Words and languages are important, especially the mother tongue, because it’s really associated with your body, the physical being. In the theater the actors tend to act in an exaggerated manner, showing off their acting, but in this multilingual theater you cannot understand the words, so you cannot take meaning from the words, because you don’t understand them. You understand the sound and you try to process understanding through sound, which means that the actors tend to react and respond to the real being inside the body rather than surface. They really need to listen, and they really need to see what the other actors are doing. Rather than trying to act on their own, the actors depend on trusting the other person and reacting to them when performing.
It’s important that the camera captures these actors reacting to hearing the other actors’ sound and watching as they move. In order to realize that we have this rehearsal process, and we do this reading many times. When we are doing that, the actors are looking at the script in their own first language, and then they’re listening to the others talking through the sound. By repeating this process, they’ll come to a point when they hear the sound that they can understand the meaning, even though they don’t understand the language, but they know what’s being said, because it gets embedded in their memory. When they are performing, they can see invisible subtitles in their mind. Getting to that point will allow them to perform solely based on the interaction with the other actors.
Watching your movies, I’m often affected by the way the dialogue can be incredibly piercing to the recipient. The sincerity in their words hurts, and it’s very powerful to witness their effect.
In general Japanese people wouldn’t say some of the dialogue in my movies. In Japanese culture, expressing your emotions in a very honest and straightforward manner is not common. Japanese people are not used to doing that. At the same time letting the characters say something that’s very honest and direct is something that’s necessary for me in my films.

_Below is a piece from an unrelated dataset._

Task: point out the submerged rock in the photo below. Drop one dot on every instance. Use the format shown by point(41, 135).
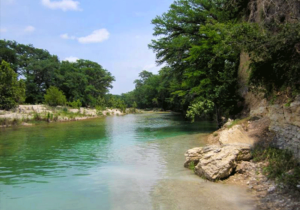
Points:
point(217, 162)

There are moments people might think are painful, but that’s necessary in order to portray someone who is presumably living a good life or a life that has improved. In life, even if you achieved something better for yourself, there’s still always the pain. Like when you really love someone, there is always a chance that you will lose that person, those two things come as a set. When you want something, there’s also a time when you cannot get it. And even if you get that something you wanted, there is a possibility that you will lose it. In my movies, I like to be able to portray that just having a better life is not always simply better. There’s also pain that comes along with it.